On how the practice could stimulate economic growth:
We hear from politicians, executives and the financial world that we need to empower the middle class, we need to essentially take people out of poverty, give them an opportunity for a better life. And how can you do this if people don’t have any means of improving their lives by either creating a business, perhaps, by taking a loan to invest in their farms or to use it for their education? That’s exactly why we like these systems. It creates an opportunity for people to do better things.
On the key takeaways:
One of the things that is emphasized by the companies that operate in this business is that people whom you never met in your life, and whom possibly you will never meet in your life because they are your friends’ friends’ friends now have the ability to affect your credit score. We’re talking about a very connected world and a world that is connected at higher degrees [than before]. So that means some people in your network whom you’ve never met will influence your score. And on top of that, [these companies] can look at everything. Once you give them access to your social network, they have information on anything and everything that you do. They look at things like how many friends you have and how frequently you communicate with them. They don’t sit down and read the messages, but there is a certain level of text processing that’s done. I know that some companies are, for example, looking at the use of faulty words, certain words can indicate [certain life circumstances].

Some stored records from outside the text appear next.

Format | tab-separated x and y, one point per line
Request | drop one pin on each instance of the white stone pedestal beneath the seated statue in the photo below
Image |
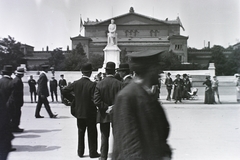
111	54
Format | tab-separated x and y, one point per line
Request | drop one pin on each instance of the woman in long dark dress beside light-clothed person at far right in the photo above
208	91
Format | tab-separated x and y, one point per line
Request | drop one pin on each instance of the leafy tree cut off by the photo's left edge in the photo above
10	52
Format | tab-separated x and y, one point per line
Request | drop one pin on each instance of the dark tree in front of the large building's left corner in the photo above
75	59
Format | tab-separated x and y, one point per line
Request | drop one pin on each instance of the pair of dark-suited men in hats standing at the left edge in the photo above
11	101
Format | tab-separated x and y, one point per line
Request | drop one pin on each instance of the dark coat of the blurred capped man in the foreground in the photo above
140	126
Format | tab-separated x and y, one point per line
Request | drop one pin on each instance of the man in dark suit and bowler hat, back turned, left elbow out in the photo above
85	110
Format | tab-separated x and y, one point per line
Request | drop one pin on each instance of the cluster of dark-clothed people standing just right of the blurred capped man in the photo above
182	87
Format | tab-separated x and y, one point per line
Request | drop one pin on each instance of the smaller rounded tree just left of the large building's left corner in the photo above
57	60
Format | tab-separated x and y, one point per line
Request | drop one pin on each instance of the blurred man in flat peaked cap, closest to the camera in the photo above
140	126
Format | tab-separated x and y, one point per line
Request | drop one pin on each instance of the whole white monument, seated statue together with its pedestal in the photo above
111	51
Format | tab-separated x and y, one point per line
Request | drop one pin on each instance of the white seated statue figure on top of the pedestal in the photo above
112	35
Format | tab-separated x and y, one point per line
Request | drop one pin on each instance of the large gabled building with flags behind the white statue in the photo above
135	32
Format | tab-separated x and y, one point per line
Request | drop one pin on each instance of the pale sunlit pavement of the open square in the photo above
198	131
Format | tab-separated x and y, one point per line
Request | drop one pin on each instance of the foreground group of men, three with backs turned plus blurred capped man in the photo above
140	126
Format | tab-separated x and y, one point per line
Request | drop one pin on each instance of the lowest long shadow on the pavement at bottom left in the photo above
37	148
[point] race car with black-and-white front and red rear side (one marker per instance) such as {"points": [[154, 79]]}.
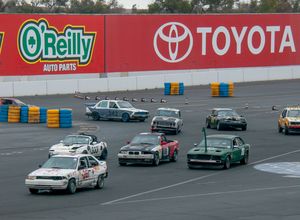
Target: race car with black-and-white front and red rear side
{"points": [[149, 148]]}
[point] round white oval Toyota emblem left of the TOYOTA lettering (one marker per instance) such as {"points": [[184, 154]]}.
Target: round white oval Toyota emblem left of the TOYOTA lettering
{"points": [[174, 34]]}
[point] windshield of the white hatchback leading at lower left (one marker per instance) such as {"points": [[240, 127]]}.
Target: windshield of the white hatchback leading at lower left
{"points": [[61, 163]]}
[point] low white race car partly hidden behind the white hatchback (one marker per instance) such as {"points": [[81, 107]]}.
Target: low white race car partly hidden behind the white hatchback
{"points": [[80, 144]]}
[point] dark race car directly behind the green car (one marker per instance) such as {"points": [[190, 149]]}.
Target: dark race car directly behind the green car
{"points": [[222, 118]]}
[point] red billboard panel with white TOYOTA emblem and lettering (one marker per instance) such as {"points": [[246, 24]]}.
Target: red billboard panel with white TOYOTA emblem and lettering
{"points": [[169, 42]]}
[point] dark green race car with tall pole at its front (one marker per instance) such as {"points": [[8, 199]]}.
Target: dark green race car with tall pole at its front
{"points": [[220, 150]]}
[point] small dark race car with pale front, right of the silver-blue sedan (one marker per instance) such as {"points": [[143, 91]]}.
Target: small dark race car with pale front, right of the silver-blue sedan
{"points": [[167, 120]]}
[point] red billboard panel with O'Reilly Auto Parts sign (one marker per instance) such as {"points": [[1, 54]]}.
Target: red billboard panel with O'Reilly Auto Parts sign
{"points": [[51, 44]]}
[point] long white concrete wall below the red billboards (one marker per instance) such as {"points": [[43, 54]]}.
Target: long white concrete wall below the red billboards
{"points": [[50, 85]]}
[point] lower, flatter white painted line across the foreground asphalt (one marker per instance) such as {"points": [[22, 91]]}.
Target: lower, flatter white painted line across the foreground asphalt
{"points": [[208, 194]]}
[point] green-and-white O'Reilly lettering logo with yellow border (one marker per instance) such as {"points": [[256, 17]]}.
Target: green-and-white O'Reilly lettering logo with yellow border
{"points": [[38, 41]]}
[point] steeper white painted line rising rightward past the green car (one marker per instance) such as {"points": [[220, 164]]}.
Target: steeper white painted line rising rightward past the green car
{"points": [[189, 181]]}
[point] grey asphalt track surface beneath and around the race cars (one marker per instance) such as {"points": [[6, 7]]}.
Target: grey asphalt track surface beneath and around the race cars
{"points": [[171, 190]]}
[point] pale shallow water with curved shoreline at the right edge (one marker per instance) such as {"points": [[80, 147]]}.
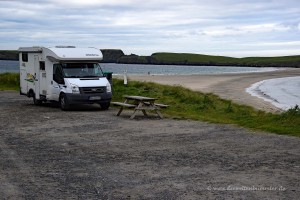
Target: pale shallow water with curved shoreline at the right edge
{"points": [[283, 93]]}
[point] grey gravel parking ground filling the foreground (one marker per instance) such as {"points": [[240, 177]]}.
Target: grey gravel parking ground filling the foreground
{"points": [[91, 154]]}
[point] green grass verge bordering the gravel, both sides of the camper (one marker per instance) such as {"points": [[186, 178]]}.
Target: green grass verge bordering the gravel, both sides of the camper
{"points": [[188, 104]]}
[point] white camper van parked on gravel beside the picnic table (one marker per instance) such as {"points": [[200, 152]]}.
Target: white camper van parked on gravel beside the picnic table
{"points": [[65, 74]]}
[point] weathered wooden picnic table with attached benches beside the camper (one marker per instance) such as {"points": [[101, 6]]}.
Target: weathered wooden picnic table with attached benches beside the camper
{"points": [[140, 103]]}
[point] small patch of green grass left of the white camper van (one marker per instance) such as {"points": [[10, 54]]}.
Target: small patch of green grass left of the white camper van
{"points": [[9, 81]]}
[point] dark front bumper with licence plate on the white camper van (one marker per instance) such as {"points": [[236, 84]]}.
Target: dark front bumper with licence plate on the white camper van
{"points": [[89, 98]]}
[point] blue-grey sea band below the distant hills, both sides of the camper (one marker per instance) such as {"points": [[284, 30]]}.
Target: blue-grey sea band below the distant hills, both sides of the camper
{"points": [[13, 66]]}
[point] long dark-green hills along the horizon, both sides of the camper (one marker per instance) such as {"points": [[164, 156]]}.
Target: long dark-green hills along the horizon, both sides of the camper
{"points": [[117, 56]]}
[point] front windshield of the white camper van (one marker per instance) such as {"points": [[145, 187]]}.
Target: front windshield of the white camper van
{"points": [[81, 70]]}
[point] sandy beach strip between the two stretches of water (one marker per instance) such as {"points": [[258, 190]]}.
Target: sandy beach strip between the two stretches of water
{"points": [[227, 86]]}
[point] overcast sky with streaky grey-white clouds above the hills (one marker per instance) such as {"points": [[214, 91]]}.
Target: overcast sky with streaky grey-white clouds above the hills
{"points": [[236, 28]]}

An interesting example that was given by one of the executives at one of these companies was it looks at the correlation essentially between the use of language and your ability to pay back. People who use the word “please” are apparently people who don’t pay back. So, even words like this that are relatively unexpected can have some correlation. It has something to do with the everyday communication that people are used to, perhaps. And in their lifestyles, of course that [can] affect their language, the words that they choose to use when they’re asking for things. And that in turn correlates with how likely they are to pay their loans.
On top of that, these companies also will, for example, make you write an essay or a small paragraph to explain why you need this loan. And then you would write it paying a lot of attention to the entire content. But what they would see the end is not necessarily what you put in there, but how many grammar mistakes you made. That’s the type of thing that, again, can indicate how careful you are, perhaps how much you pay attention to detail, and of course, your education level.